MEReQ: Max-Ent Residual-Q Inverse RL for Sample-Efficient Alignment from Intervention

Conference on Robot Learning (CoRL) 2025

Yuxin Chen^*1, Chen Tang^*2, Jianglan Wei¹, Chenran Li¹, Ran Tian¹, Xiang Zhang¹, Wei Zhan¹, Peter Stone^2,3, Masayoshi Tomizuka¹

^*Equal contribution
¹University of California, Berkeley ²The University of Texas at Austin ³Sony AI

📄 Abstract

Aligning robot behavior with human preferences is crucial for deploying embodied AI agents in human-centered environments. A promising solution is interactive imitation learning from human intervention, where a human expert observes the policy's execution and provides interventions as feedback. However, existing methods often fail to utilize the prior policy efficiently to facilitate learning, thus hindering sample efficiency.

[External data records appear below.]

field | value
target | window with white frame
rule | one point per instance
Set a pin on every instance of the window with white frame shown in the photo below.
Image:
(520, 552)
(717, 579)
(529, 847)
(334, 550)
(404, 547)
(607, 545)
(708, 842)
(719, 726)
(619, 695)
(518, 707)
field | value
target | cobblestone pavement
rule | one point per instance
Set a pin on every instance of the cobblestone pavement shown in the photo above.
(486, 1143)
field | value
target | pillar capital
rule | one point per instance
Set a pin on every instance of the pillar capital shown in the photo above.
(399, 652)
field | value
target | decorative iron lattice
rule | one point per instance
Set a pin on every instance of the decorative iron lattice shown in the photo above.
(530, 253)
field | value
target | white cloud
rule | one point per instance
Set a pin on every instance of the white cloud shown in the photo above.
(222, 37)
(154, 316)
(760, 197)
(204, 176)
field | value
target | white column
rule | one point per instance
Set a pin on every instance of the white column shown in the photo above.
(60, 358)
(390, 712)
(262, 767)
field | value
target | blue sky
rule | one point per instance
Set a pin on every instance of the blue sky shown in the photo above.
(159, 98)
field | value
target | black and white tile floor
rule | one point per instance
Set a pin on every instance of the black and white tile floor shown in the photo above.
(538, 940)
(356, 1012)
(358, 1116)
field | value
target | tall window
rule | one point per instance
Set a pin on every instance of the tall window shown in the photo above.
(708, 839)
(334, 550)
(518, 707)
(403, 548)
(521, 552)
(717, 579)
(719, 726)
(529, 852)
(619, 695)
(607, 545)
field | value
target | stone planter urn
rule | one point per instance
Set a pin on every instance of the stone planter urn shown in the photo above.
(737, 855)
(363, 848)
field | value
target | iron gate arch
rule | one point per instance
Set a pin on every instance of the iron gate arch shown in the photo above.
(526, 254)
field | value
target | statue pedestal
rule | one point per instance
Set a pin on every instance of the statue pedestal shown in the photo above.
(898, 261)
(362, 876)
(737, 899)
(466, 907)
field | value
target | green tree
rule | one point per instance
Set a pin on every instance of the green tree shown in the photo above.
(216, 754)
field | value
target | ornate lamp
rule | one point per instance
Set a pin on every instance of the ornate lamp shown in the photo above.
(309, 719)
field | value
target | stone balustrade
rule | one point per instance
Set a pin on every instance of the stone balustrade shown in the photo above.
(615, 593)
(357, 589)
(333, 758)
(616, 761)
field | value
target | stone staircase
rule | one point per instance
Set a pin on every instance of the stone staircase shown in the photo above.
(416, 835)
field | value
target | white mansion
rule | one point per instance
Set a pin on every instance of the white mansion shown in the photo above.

In this work, we introduce Maximum-Entropy Residual-Q Inverse Reinforcement Learning (MEReQ), designed for sample-efficient alignment from human intervention. Instead of inferring the complete human behavior characteristics, MEReQ infers a residual reward function that captures the discrepancy between the human expert's and the prior policy's underlying reward functions. Residual Q-Learning (RQL) is then employed to align the policy with human preferences using the inferred reward function. Extensive evaluations on simulated and real-world tasks show that MEReQ achieves sample-efficient alignment from human intervention compared to baselines.

🛠️ Installation

1. Create Conda Environment

conda env create -f environment.yml
conda activate mereq

2. Install Local Dependencies

# Install customized Gymnasium
cd Gymnasium && pip install -e . && cd ..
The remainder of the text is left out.